Xml namespace weirdness in MSXML4
Xml namespace weirdness in MSXML4
This post has been a while brewing. It began a few months ago when I was working on a project with my colleague Rob Wittenbols. He was building an XML document using the MSXML4 DOM API, and he wanted to have the same degree of control over where namespace prefixes would be declared as if he was deserializing the document from a text file. We discussed the subject briefly and then went off to do other things. Later in the day, we'd obviously both been pondering the issue, and had come up with different answers.
I had looked at the API and discovered that it was impossible to do what he wanted. The API didn't support it. You could create a node, and put it in a namespace, and even give that node a prefix, but you couldn't declare another namespace prefix at the same time. That made perfect sense, I said, because namespace prefixes were purely to do with the serialized view of the document, and where they were declared was generally irrelevant when working in the DOM. As long as you could get each element in to the correct namespace, you'd be fine.
Rob had taken an almost opposite view, and come up with a bit of practical hackery that blew my theoretical argument out of the water. He'd just escaped the final quote of his namespace value and carried on to add another one. Something like this:
dom.createNode(1, "xxx:child", "xxx"" xmlns:y=""yyy")
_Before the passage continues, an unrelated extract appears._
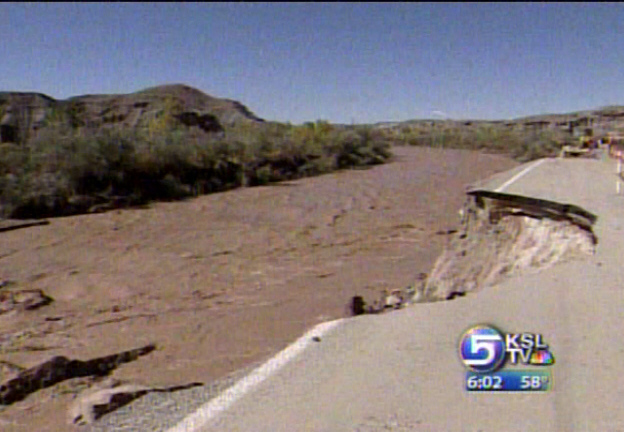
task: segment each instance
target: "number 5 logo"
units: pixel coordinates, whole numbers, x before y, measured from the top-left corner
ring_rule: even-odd
[[[490,326],[475,326],[463,334],[459,356],[475,372],[496,370],[505,360],[505,342],[501,333]]]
(Surprisingly to me) this worked, and allowed him to achieve what he wanted, and I couldn't argue with him because his program was intended to output serialized XML and he wanted it in a particular way. To be fair, a good DOM implementation would provide a clean way to do this. (OK - this is an edge case, and in many other respects MSXML4 is an excellent implementation.)
Getting back to theoretical niceties, I went up and looked up the recommendations for XML namespaces. A namespace name must be a URI as defined in RFC2396, and there the use of double quotes is excluded from use in a URI:
The angle-bracket "<" and ">" and double-quote (") characters are excluded because they are often used as the delimiters around URI in text documents and protocol fields.
So strictly, Rob's hack is cheating :-) , but it got the job done for him. (Note that in this context we don't have to worry about the single-quote character (') because when MSXML4 serializes the Dom, it uses double-quotes to delimit the namespace name.)
The current recommendation, XML Namespaces 1.1, specifies that a namespace name should be an Internationalized Resource Identifier, and the standard for those (currently a draft) doesn't mention double-quotes at all.
Not long after this discussion, I almost got as far as writing about it when Don Box made a posting on a related topic, asking how namespaces ought to be compared for equivalence, as the Microsoft implementations do not perform encoding or unencoding when comparing. The responses were fairly clear. The Microsoft implementation is correct in this respect: Namespaces are compared as strings.
To quote from XML Namespaces 1.1:
IRI references identifying namespaces are compared when determining whether a name belongs to a given namespace,
and whether two names belong to the same namespace. [Definition: The two IRIs are treated as strings, and they are
identical if and only if the strings are identical, that is, if they are the same sequence of characters.]
The comparison is case-sensitive, and no %-escaping is done or undone.
So that's pretty straightforward. When comparing namespaces for equivalence, you don't do anything with the string. Having said that, I think the implementation of MSXML4 is broken. It should check for the double-quote character. Here's a snippet of vbscript that shows why:
Set dom = CreateObject("Msxml2.DOMDocument.4.0") dom.async = false dom.loadXML "<?xml version='1.0'?><root/>" Dim child ' VBScript escapes double-quote as double double-quote Set child = dom.createNode(1, "xxx:child", "xxx"" xmlns:y=""yyy") dom.documentElement.appendChild child dom.setProperty "SelectionNamespaces", "xmlns:a='xxx' xmlns:b='yyy'" ' This XPath will fail, as 'xxx' is not the same as 'xxx"" xmlns:y=""yyy"' If dom.selectSingleNode("//a:child") is nothing then WScript.Echo "Can't xpath to xxx:child" Else WScript.Echo "Can xpath to xxx:child" End if dom.save "c:\temp\tempdom.xml" dom.load "c:\temp\tempdom.xml" ' The rather bizarre namespace name doesn't survive the round-trip to disk, and this XPath succeeds If dom.selectSingleNode("//a:child") is nothing then WScript.Echo "Can't xpath to xxx:child" Else WScript.Echo "Can xpath to xxx:child" End if
Its this inconsistency that makes me say it's broken. The document represented by your DOM should always survive a round-trip via the serialization mechanism. Either the serialization mechanism has to find some way to represent the namespace name with the double-quote in it, (Is there any reason why you couldn't say <xxx:child xmlns:xxx="xxx" xmlns:y="yyy"/>) or you have to regard the double-quote as illegal in a namespace name.
That's just the purist in me speaking. On the other hand, I can't think of a good use case where a mended implementation would be better than the currently broken one. At least the broken version lets Rob serialize how he wants.